Iran used cyber weapons to try to target every citizen in Israel multiple times during the 12-day June war, the director-general of the Israel National Cyber Directorate (INCD), Yossi Karadi, said in his first public speech since taking office in March.

Speaking at the Cyber Week 2025 conference at Tel Aviv University, Karadi said that 1,200 social engineering hacking operations, each targeting thousands of Israelis, occurred during the war with the Islamic Republic in June.

Karadi replaced former INCD chief Gaby Portnoy, who had served since February 2022.

The INCD chief revealed that during this time frame, Tehran had hacked into parking and other road cameras to “track the movements of Israeli VIPs, with the aim of building operations to target and harm them.”
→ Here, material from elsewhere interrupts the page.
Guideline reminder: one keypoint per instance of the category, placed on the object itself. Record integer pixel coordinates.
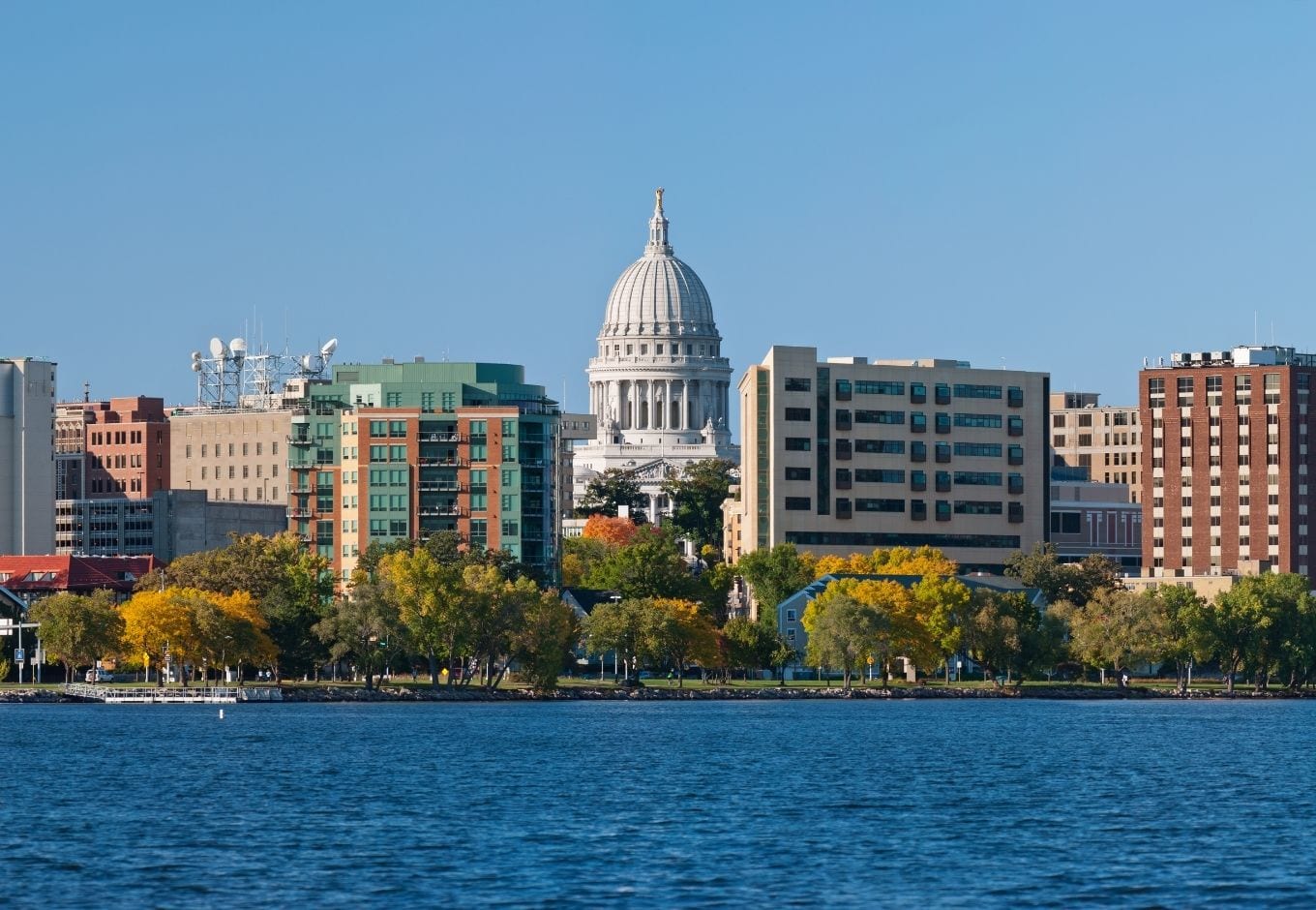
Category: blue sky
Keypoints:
(1053, 186)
Further, Karadi said that when the Islamic Republic struck the Weizmann Institute of Science in Rehovot with a ballistic missile, it had taken control of a street camera facing the building first, just prior to the missile hit.

In addition, to augment the psychological impact of the missile attack, Iran sent threatening emails to workers at the targeted university departments prior to the attack.

Iran hacked camera before missile hit Israeli university

Moreover, Tehran “published leaked data to deepen fear.”

Karadi announced that Israel is about to sign a new strategic agreement with Germany to “develop the next generation of national cyber defense.”

Friederike Dahns, the national director for cyber and information security at the German Federal Interior Ministry, said that there will soon be a special Israeli attaché for cyber issues based in Germany to increase dialogue between the countries.

The Jerusalem Post has learned that the individual who will fill the role has not yet been selected.

Also speaking at the conference, Nick Andersen, the executive assistant director for the Cybersecurity Division of the US Cybersecurity and Infrastructure Security Agency (CISA), said on Tuesday that China is trying to use cyber weapons to preposition the US and the West for “societal havoc and chaos in civilian infrastructure” in the event of a conflict.

Andersen stated that in terms of hacking threats, “The most significant and comprehensive threat in the long term is absolutely from the People’s Republic of China.”

They have a “long-term cyber campaign, not just to gather intelligence, but to shape the battle space... infrastructure... using persistent reconnaissance and low-key intrusions,” the CISA cyber official said.
He accused China of “embedding in water, the energy grid, the cloud, telecommunications, and identity systems” in order to “weaken national resolve during a time of crisis.”

Andersen suggested that “US and Israeli efforts align in this regard” to block Beijing from putting civilian infrastructure at risk while masking its actions as routine network activity.

According to the CISA official, the US and its allies must “continue to shift to disrupt the Chinese prepositioning” ambushes within their civilian infrastructure.

“Operational cooperation with Israel is essential not just to our success, but as part of global cyber defense efforts."

He advocated for “higher identity protocols and improved login [defenses, as well as] improved telemetry atthe  time of conflict.”

Andersen acknowledged that Russia, Iran, and North Korea are also major cyber threats, but said China is the greatest.

His words mark a shift over the last decade or so, given that Moscow was once considered the number one cybersecurity threat.

Although it wants to support the US, the issue is sensitive for Israel, which, while suspicious of the Chinese in certain areas, including their support of Iran, has tried to maintain positive relations with Beijing wherever possible.